Spurthi Vision Care Society’s Fair Play cricket offered a new hope for visually impaired players
It was a cloudy Sunday when Hyderabad Public School opened its gates at 6 45 am. A sprightly 82-year-old Pushpa Venugopal of Spurthi Vision Care Society walks in enthusiastically. Chirping birds invade the early morning surroundings as volunteers prepare for Fair Play cricket to begin in an hour’s time. A frail-looking Pushpa will not sit back to watch the hustle and bustle of preparations but quietly joins the team. “She is our strength and inspiration; If she can do so much in her age, we can do much more,” says Arut Ramalingam of the Society for 15 years now.

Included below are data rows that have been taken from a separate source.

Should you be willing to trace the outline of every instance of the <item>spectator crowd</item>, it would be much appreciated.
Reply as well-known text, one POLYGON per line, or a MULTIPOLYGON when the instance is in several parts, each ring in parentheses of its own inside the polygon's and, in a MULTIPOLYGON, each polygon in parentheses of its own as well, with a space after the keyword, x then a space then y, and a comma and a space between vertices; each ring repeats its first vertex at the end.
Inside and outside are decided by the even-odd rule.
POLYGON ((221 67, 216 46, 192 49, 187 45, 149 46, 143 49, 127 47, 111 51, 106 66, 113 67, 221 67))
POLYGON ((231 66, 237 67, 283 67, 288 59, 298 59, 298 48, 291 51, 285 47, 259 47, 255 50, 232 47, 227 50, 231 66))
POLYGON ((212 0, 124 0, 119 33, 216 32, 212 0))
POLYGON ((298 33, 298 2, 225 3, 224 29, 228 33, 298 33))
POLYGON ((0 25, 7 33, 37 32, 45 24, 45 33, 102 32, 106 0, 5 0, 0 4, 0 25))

Two teams — players from Telangana Under-19 and Devnar Foundation for the Blind arrive, each sporting a vibrant blue and yellow jersey. A small crowd of 75 consisting of friends, volunteers and relatives get ready to turn into cheerleaders for the players. A breakfast followed by a quick warm-up run, the players are ready to play the game. Unlike a competitive match, Fair Play gives every member a chance to bowl and bat in a 11-over game. The match begins at 9 am and members of Devnar take the ball. A slight rain sets off alarm as volunteers rush to put shamiana for cheerleaders. Players from Telangana Under-19 score 102 and Devnar players score it in 8 overs but continue to play so that their other batsmen also get an over to bat. Amid a huge round of applause, the short match is over by 10:45 am and both teams are declared winners.

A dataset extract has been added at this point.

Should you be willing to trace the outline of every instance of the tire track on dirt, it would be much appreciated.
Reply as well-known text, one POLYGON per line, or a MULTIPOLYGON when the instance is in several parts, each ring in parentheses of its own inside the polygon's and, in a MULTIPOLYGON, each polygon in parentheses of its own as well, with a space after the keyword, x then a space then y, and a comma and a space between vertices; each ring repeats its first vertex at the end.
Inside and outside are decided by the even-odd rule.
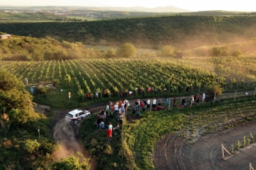
MULTIPOLYGON (((252 132, 256 136, 256 121, 236 128, 200 137, 190 144, 184 138, 169 134, 159 140, 154 150, 154 164, 156 169, 216 169, 243 170, 249 169, 249 163, 256 166, 256 147, 233 154, 230 158, 222 159, 221 144, 230 150, 231 144, 252 132)), ((246 149, 246 148, 245 148, 246 149)))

One of the players, Ayya Kumar walks in with a swag like his idol Shikar Dhawan. He hit the first four and enjoys all the attention. “My inspiration is Shikar Dhawan. He is a free-spirited player like Virender Sehwag. Even when he is at 99, he doesn’t play cautiously but hits hard,” he observes. M Rahul of Devnar Foundation, an all-rounder keeps calm on ground like his idol MS Dhoni. In fact, bowler Narsing Rao’s idol too is Dhoni and he proudly shows off his jersey number 7 (Dhoni’s jersey number.) It has been more than a decade since Praveen has been playing cricket and loves to be like Yuvraj Singh. Commenting on the ongoing series against New Zealand, he says, Virat Kohli’s captaincy is good. His friend Naini Sandeep Kumer is a medium pacer and has began watching cricket because of Ishant Sharma. “I like his style and long hair and want to grow hair like him.” A IX std student, Sai Vamsi loves watching kabaddi and playing cricket.
After friendly banter and a photo session with Pushpa, the members disperse only to cheer for a fair play chess game organised at the venue. Pushpa, fondly called ‘granny’ by volunteers is relieved at the proceedings. “The clouds looked dark and I was worried it might lead to a heavy downpour. My prayers were answered and I am happy it went on well,” she says and feels energised seeing the younger team of volunteers from a multi-national IT firm. “I am 82 and I don’t know if I will be able to continue to hold this event next year. So many people have been helping me in this cause but I cannot always make others do things for me.”
The Society has been organising events to encourage and create a day of joy for the visually-impaired every year. Arut mentions three categories in visually-impaired playing cricket. “There is total blindness, partially blind and partially-sighted.” In 2007 and 2008, the Society’s cricket tournament had Sridhar, Mahender Vaishnav and S Pushparaj, the three visually-challenged cricketers who also had represented India in series played against Pakistan and South Africa. “Our event was a two-day one with professionals and eight participating teams including the ones from Tirupati and Visakhapatnam. Ours was a platform for visually-challenged who love and play good cricket but get less opportunities.” For the last few years, the Society has been holding multiple events and a mini marathon for visually-challenged, hearing and speech impaired and teenagers with motor disabilities. It was heart-warming to watch even volunteers run along with the participants not to hand-hold and and run but just to make sure they are running in the safe zone.